AIDec 3, 2025

Autonomous Agents and Policy Compliance: A Framework for Reasoning About Penalties

arXiv:2512.03931v11 citationsh-index: 1
Originality Incremental advance
AI Analysis

This work addresses the challenge of balancing policy compliance with goal achievement in autonomous systems, offering a tool for policymakers to simulate realistic decision-making, though it is incremental as it builds on existing AOPL and ASP methods.

The paper tackles the problem of enabling autonomous agents to reason about penalties for policy non-compliance, presenting a logic programming-based framework that extends AOPL with penalty-based reasoning and ASP integration, resulting in higher-quality plans that avoid harmful actions and sometimes improve computational efficiency.

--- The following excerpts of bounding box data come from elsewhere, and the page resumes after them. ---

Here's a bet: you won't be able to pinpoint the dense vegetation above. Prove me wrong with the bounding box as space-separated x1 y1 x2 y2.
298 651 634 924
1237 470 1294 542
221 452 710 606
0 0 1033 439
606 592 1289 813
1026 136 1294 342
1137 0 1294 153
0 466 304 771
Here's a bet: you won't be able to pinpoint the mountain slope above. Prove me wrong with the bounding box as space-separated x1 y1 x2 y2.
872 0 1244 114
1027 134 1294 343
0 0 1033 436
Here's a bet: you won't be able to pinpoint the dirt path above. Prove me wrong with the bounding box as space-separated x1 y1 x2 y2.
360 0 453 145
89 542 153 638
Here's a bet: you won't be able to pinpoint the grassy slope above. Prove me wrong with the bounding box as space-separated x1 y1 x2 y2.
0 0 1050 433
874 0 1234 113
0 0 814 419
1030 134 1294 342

This paper presents a logic programming-based framework for policy-aware autonomous agents that can reason about potential penalties for non-compliance and act accordingly. While prior work has primarily focused on ensuring compliance, our approach considers scenarios where deviating from policies may be necessary to achieve high-stakes goals. Additionally, modeling non-compliant behavior can assist policymakers by simulating realistic human decision-making. Our framework extends Gelfond and Lobo's Authorization and Obligation Policy Language (AOPL) to incorporate penalties and integrates Answer Set Programming (ASP) for reasoning. Compared to previous approaches, our method ensures well-formed policies, accounts for policy priorities, and enhances explainability by explicitly identifying rule violations and their consequences. Building on the work of Harders and Inclezan, we introduce penalty-based reasoning to distinguish between non-compliant plans, prioritizing those with minimal repercussions. To support this, we develop an automated translation from the extended AOPL into ASP and refine ASP-based planning algorithms to account for incurred penalties. Experiments in two domains demonstrate that our framework generates higher-quality plans that avoid harmful actions while, in some cases, also improving computational efficiency. These findings underscore its potential for enhancing autonomous decision-making and informing policy refinement. Under consideration in Theory and Practice of Logic Programming (TPLP).